What makes a ball bounce back up? Suppose, I'm dropping a rubber ball on the floor and it bounces back up. I'm trying to understand this by considering the forces, and not using momentum, collision, or energy.
Eventually, the ball would come to rest, due to dissipation of energy, and when that happens, the normal reaction of the floor on the ball would be equal to the weight of the ball, due to electrostatic force.
However, I'm wondering what happens before that. When the ball drops for the first time, it would bounce back up. There are three forces involved here, that are relevant. First is the normal force exerted on the floor by the ball (indirectly due to gravity).

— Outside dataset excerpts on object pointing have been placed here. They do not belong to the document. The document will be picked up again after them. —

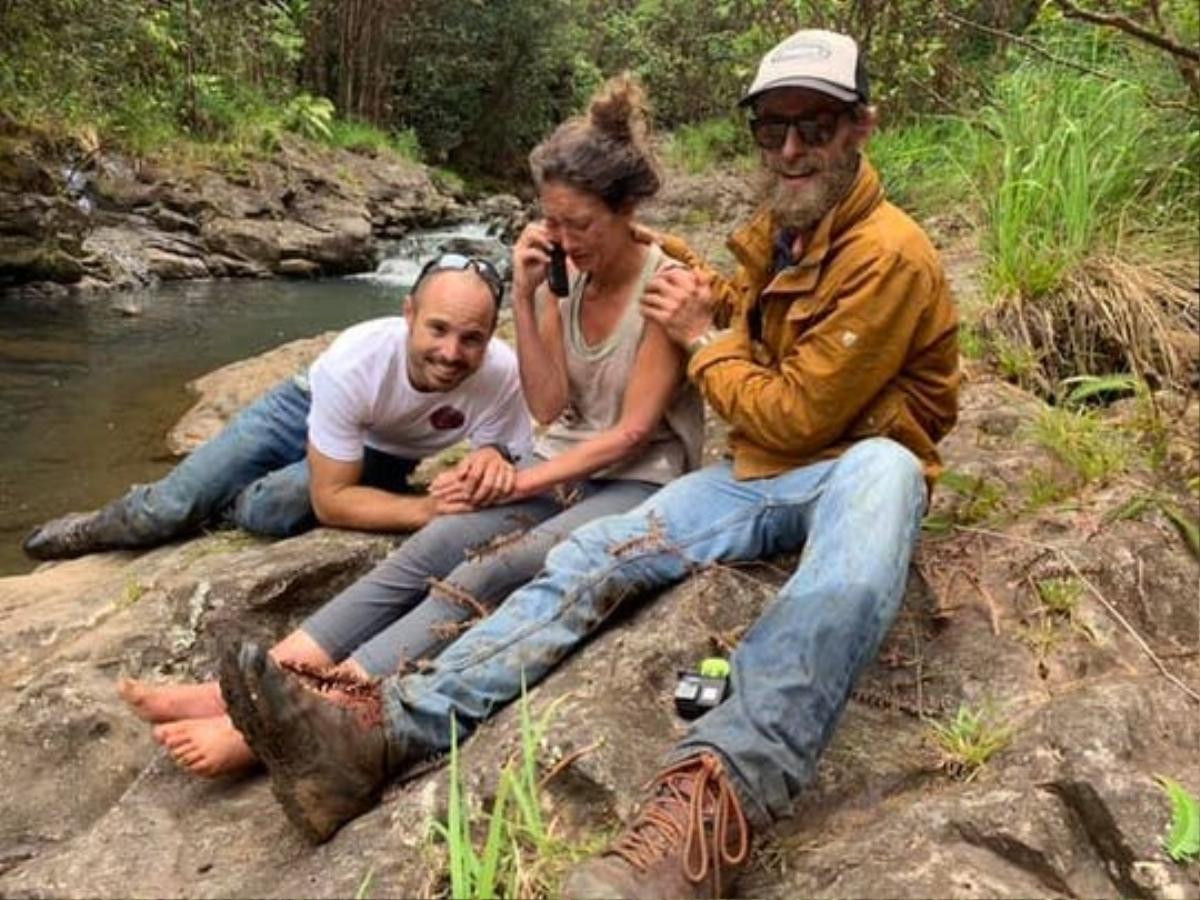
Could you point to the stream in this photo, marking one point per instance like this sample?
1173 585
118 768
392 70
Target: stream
90 387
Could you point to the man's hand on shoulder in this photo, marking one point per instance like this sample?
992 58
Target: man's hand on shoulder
481 479
681 300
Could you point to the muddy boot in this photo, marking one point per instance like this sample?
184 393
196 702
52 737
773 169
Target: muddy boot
328 760
689 840
65 538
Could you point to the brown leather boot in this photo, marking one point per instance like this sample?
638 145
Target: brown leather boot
65 538
327 755
689 840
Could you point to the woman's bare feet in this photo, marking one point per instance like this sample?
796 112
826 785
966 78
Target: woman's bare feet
172 702
208 747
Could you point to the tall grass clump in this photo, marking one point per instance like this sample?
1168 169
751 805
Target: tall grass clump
1089 197
520 853
1081 166
1066 177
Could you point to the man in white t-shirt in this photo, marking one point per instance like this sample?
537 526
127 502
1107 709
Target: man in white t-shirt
337 445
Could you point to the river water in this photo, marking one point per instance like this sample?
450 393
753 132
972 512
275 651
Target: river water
89 389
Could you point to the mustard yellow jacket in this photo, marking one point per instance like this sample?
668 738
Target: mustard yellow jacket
858 339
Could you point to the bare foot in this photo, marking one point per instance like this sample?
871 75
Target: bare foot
208 747
171 702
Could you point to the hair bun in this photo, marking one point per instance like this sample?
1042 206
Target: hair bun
621 111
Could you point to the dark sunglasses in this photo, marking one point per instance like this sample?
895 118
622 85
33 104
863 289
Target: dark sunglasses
460 263
771 131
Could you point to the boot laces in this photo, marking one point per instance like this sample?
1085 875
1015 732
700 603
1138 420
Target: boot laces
695 804
337 687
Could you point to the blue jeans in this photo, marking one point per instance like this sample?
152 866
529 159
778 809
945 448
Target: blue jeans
391 616
857 517
253 474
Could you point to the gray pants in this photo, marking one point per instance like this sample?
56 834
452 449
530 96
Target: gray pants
393 615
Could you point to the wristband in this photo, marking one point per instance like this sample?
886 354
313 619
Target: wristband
503 451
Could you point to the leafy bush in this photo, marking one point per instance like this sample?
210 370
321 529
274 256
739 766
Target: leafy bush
697 148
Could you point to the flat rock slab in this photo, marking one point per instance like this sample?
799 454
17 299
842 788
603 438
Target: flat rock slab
1067 807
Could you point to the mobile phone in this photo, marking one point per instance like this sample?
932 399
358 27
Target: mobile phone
557 277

The second force is the normal reaction of the floor on the ball (due to electrostatic repulsion). The third is the force of gravity exerted on the ball by the Earth.
Normally it is expected that the normal force should be equal to the weight, as is the case when the ball comes to rest. However, in this case, the initial normal force exerted on the ball, by the floor, is obviously more than the weight — hence the ball bounces back up. My question is, how is that so?
How can the normal reaction force be initially greater than the weight? Please tell me this on the basis of the acting forces, and not using momentum conservation and energy conservation.
My intuition is that there is a fourth force working here, one that deforms the ball when it hits the ground. This force increases the normal reaction of the ground toward the ball, and makes it greater than the weight, and is the reason why the ball bounces back up. Each time the ball loses energy, so this deformation would be lesser and lesser, and the reason why the normal reaction would decrease after every bounce, until it becomes equal to the weight.
Please tell me if this explanation is correct for this situation. Moreover, please tell me, if this explanation is correct for collisions in general.
I'm trying to look at collisions from the force perspective, rather than the momentum perspective.
 A: 
First is the normal force exerted on the floor by the ball (indirectly due to gravity).

Gravity is not the only effect here.  The ball is moving downward when it reaches the floor.  In order to stop moving downward, the ball has to undergo an acceleration upward.  This acceleration requires a force: $a = F/m$.  The strength of this force and acceleration depends on the speed of the ball (how much acceleration is required) and the materials (how far the ball can deform).
It may be helpful to think of the ball as a spring.  The force the ball exerts depends on the deformation, just like the force exerted by a spring depends on the deformation.
When the ball first touches the floor, the normal force is small, so the ball is still accelerating downward.  After a certain amount of deformation, the ball is exerting a force equal to its weight.  But this doesn't stop the ball, it just stops the acceleration.  The ball continues to move downward.
As it does it compresses further.  The normal force exceeds the weight and the ball begins to slow down.  This continues until the acceleration removes all of the ball's downward velocity.  The spring forces are still greater than gravity though, so the upward acceleration continues.  This is sufficient to give it an upward velocity that allows it to bounce off the floor.

So, the normal reaction should always be more than the weight of a falling body, to account for that extra velocity that remains, even after the net force acting on the body is 0.

Well, at the instant the net force is zero, the normal force would be equal to the weight.  But the downward velocity that remains will cause the ball to move closer to the floor and for the forces to increase with time.

For a stationary object kept on a floor, the normal force is exactly equal to weight, as there is no 'extra downward velocity'. Are these assertions correct ?

Right.  The system is in equilibrium.  The weight is exactly opposed by the normal force, so the object does not accelerate.